Common Table Expressions (CTEs)

Write cleaner queries using WITH and CTEs.

16 min read
Beginner

Common Table Expressions (CTEs)

Common Table Expressions (CTEs) are one of the most powerful features in modern SQL for writing clean, readable, and maintainable queries. They allow you to define temporary named result sets that exist only during the execution of a query.

Think of CTEs as temporary "scratch pads" where you can store intermediate results and reference them multiple times in your main query. They're especially useful for breaking down complex queries into logical, easy-to-understand steps.

Why Use CTEs?

  • Readability: Break complex queries into named, logical steps
  • Reusability: Reference the same result set multiple times in one query
  • Recursion: Build hierarchical queries (organizational charts, file systems, etc.)
  • Maintainability: Easier to debug and modify than deeply nested subqueries
  • Performance: In some cases, better than correlated subqueries

CTEs have become a standard in modern SQL development and are supported by all major databases (MySQL 8.0+, PostgreSQL, SQL Server, Oracle, SQLite 3.8+).

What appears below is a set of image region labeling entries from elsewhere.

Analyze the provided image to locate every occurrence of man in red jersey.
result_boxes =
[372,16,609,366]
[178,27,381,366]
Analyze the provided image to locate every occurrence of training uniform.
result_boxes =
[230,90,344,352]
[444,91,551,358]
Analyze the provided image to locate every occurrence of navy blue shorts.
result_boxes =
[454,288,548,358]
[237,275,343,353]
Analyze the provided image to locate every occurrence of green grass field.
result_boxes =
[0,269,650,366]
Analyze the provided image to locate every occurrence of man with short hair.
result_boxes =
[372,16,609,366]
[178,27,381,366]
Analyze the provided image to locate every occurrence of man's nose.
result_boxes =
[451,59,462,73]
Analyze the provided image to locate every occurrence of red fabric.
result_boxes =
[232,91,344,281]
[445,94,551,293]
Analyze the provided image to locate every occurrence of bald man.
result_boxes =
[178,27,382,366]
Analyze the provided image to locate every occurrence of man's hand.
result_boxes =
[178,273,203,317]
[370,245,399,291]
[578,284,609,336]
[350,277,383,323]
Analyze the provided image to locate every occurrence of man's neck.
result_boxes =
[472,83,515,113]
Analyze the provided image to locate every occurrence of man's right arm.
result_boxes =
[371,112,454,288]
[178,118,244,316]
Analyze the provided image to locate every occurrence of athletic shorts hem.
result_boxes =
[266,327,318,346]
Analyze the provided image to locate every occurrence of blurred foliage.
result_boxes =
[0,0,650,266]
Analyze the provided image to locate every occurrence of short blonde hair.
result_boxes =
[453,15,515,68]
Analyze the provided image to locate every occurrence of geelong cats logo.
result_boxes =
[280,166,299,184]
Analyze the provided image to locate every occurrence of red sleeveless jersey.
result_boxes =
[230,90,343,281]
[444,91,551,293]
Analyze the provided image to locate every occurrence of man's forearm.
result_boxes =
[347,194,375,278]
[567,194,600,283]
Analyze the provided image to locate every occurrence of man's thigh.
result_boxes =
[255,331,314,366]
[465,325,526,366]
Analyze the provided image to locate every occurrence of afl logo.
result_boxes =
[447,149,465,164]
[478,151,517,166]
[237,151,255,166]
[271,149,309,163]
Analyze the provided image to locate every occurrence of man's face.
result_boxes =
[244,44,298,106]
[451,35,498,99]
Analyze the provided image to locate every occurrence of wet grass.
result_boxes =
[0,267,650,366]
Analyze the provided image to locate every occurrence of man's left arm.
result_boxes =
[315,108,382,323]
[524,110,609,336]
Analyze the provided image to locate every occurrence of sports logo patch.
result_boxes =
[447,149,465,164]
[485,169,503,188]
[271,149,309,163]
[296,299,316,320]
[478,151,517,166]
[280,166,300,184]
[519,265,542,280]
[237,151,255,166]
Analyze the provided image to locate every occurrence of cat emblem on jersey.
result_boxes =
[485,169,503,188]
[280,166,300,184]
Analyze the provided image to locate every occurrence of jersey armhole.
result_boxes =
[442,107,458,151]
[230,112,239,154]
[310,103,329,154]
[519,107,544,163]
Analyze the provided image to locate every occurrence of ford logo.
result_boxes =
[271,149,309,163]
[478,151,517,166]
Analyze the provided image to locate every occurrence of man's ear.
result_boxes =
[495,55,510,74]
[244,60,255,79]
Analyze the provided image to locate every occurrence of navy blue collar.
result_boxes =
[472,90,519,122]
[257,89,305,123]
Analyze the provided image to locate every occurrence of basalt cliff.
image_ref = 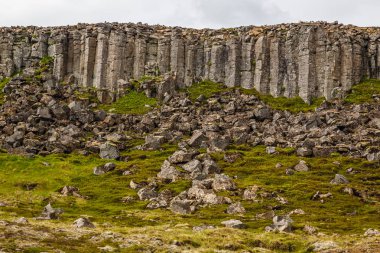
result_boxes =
[0,22,380,102]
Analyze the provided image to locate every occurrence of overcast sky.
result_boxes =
[0,0,380,28]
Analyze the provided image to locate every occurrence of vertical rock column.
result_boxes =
[269,36,285,97]
[298,27,316,103]
[107,30,126,92]
[313,27,326,97]
[341,37,353,91]
[170,31,185,88]
[224,38,242,87]
[284,29,299,97]
[321,41,341,100]
[49,31,67,82]
[133,34,147,79]
[157,36,170,74]
[240,36,256,89]
[80,32,96,87]
[209,41,227,83]
[93,28,109,89]
[254,36,270,94]
[185,38,197,86]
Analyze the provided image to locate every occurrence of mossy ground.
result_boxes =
[99,90,157,114]
[0,146,380,252]
[344,79,380,104]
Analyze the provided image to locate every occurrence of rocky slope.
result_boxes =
[0,22,380,102]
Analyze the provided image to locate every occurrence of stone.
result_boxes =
[37,203,63,220]
[265,216,293,232]
[15,217,29,224]
[99,142,120,159]
[168,150,196,164]
[157,160,181,181]
[73,217,95,228]
[187,130,207,148]
[137,186,158,200]
[226,202,245,214]
[221,220,246,229]
[170,198,195,214]
[330,174,349,184]
[312,241,338,252]
[266,147,276,155]
[364,228,380,237]
[294,160,310,172]
[212,174,236,191]
[182,159,202,172]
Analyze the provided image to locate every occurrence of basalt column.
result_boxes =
[298,27,316,102]
[254,36,270,94]
[269,36,285,97]
[80,32,96,87]
[224,38,241,87]
[240,36,256,89]
[170,31,185,88]
[93,29,109,89]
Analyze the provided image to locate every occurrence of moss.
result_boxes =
[99,91,157,114]
[186,80,229,100]
[344,79,380,104]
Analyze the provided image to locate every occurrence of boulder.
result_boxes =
[226,202,245,214]
[212,174,236,191]
[73,217,95,228]
[330,174,349,184]
[294,160,310,172]
[265,216,293,232]
[99,142,120,159]
[221,220,245,228]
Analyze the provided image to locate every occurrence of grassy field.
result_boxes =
[0,146,380,252]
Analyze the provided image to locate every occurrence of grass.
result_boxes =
[99,90,157,114]
[186,80,229,100]
[0,77,11,105]
[344,79,380,104]
[0,146,380,252]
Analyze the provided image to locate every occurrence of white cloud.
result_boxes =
[0,0,380,28]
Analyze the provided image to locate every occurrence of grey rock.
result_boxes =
[73,217,95,228]
[330,174,349,184]
[221,220,246,229]
[99,142,120,159]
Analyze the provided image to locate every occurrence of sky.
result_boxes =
[0,0,380,28]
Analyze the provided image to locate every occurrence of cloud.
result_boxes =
[0,0,380,28]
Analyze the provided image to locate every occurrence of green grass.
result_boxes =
[0,77,11,105]
[344,79,380,104]
[0,146,380,252]
[99,90,157,114]
[242,89,325,113]
[186,80,229,100]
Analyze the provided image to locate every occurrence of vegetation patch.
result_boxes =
[99,90,157,114]
[186,80,230,100]
[344,79,380,104]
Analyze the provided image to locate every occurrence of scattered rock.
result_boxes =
[36,203,63,220]
[99,142,120,159]
[265,216,293,232]
[73,217,95,228]
[221,220,245,228]
[15,217,29,224]
[330,174,349,184]
[364,228,380,237]
[294,160,310,172]
[226,202,245,214]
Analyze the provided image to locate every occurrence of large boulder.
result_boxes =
[99,142,120,159]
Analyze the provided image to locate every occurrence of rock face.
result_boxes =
[0,22,380,103]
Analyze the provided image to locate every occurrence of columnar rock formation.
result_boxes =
[0,22,380,101]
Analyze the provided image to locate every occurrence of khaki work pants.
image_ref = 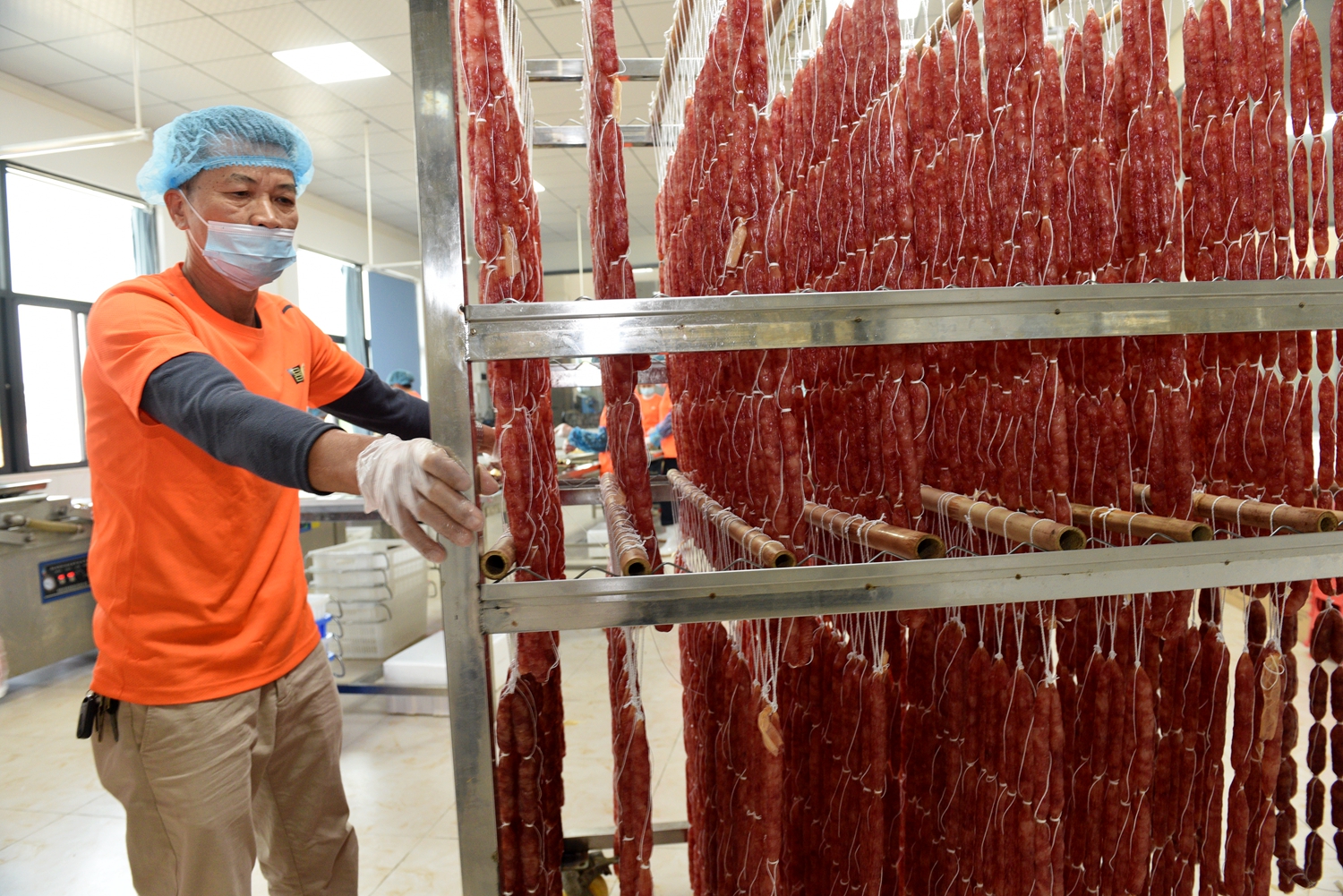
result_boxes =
[93,646,359,896]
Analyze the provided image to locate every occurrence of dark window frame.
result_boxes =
[0,161,158,474]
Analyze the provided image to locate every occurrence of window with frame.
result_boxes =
[0,164,158,473]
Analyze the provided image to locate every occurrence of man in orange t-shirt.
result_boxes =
[81,107,493,896]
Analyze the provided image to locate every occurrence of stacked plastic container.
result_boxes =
[308,539,429,660]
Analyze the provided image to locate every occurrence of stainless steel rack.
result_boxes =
[410,0,1343,896]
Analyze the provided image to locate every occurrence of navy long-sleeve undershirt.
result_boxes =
[140,352,429,491]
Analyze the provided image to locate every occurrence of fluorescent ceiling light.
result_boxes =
[271,40,392,85]
[0,128,150,158]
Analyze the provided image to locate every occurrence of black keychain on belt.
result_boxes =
[75,690,121,740]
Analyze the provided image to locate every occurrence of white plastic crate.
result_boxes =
[309,539,429,660]
[308,539,424,572]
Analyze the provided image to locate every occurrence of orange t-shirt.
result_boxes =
[83,266,364,705]
[596,391,676,473]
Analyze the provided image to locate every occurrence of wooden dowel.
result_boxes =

CTEs were introduced in MySQL 8.0. If you're using MySQL 5.7 or earlier, you'll need to use subqueries or temporary tables instead.

Basic CTE Syntax

The basic syntax for a CTE uses the WITH keyword followed by the CTE name, column names (optional), and the query definition:

A temporary named result set that you can reference within a SELECT, INSERT, UPDATE, or DELETE statement. Defined using the WITH clause.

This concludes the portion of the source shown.